Editorial: César, o papa e o califa

Pode-se encontrar qualquer tipo de disparate e opinião bizarra nas redes sociais, e o mais sensato, em geral, é não levar nada disso a sério. Mas a proporção da tolice se altera, sem dúvida, dependendo da importância e da representatividade da pessoa que a proferiu.

Causa estranheza, assim, a manifestação do secretário da Justiça do Estado de São Paulo, Aloisio de Toledo César, sobre os atentados ao jornal francês "Charlie Hebdo".

No Facebook, o desembargador aposentado expressa sua "mais profunda indignação ao (sic) mau uso da liberdade de expressão dos cartunistas franceses". Estamos apenas na abertura de seu texto, e já não é pouca coisa.

O mundo assistiu, estarrecido, ao vídeo em que dois jihadistas saem de um carro numa rua de Paris. Haviam acabado de chacinar 11 pessoas no semanário satírico. Um segurança está no caminho dos terroristas. É baleado; cai no chão. Um dos assassinos se aproxima e mata-o à queima-roupa.

E como reage o novo secretário da Justiça de Geraldo Alckmin (PSDB)? Ele se indigna. Profundamente. Não com o ato bárbaro dos extremistas, sobre o qual silenciou, mas com o "mau uso da liberdade de expressão". Condena os cartunistas, não os assassinos.

Na ótica de Toledo César, os humoristas do "Charlie Hebdo" –aqueles que sobreviveram, bem entendido, e que lançaram nova edição do jornal com charges sobre a tragédia– "já provocaram mortes e insistem em dar chicotadas nos muçulmanos, desafiando-os".

É o mundo de ponta-cabeça, numa fraseologia em que vítimas se transformam em terroristas, e em que cartunistas viram executores da lei islâmica –que estabelece, como ocorre agora na Arábia Saudita, o açoitamento de infiéis.

Admita-se que nem todas as pessoas estão dispostas a endossar o lema "Je suis Charlie", em solidariedade às vítimas do extremismo. Nem todos, de fato, consideram justa ou construtiva a iniciativa de pilheriar com religiões.

Mas discordar do "Charlie Hebdo" não se confunde com uma absoluta inversão dos valores da liberdade e da tolerância, além do senso de justiça.
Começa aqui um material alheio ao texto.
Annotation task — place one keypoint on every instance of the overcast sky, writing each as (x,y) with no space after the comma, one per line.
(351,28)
Voltando-se a indignação contra as vítimas, abrem-se as portas da solidariedade com os assassinos. "Eu sou Maomé", disse Toledo César; poderá dizer "Eu sou Chérif Kouachi" também?

O papa Francisco deu alguma legitimidade institucional a essa atitude, observando que, se um assessor insultasse a sua mãe, receberia um murro em resposta. Conclua-se que, se um cartunista desenhar Maomé, é normal que seja punido por isso. Eis um caso, ao mesmo tempo trágico e irônico, em que todos –César, o papa e o califa– estão de acordo.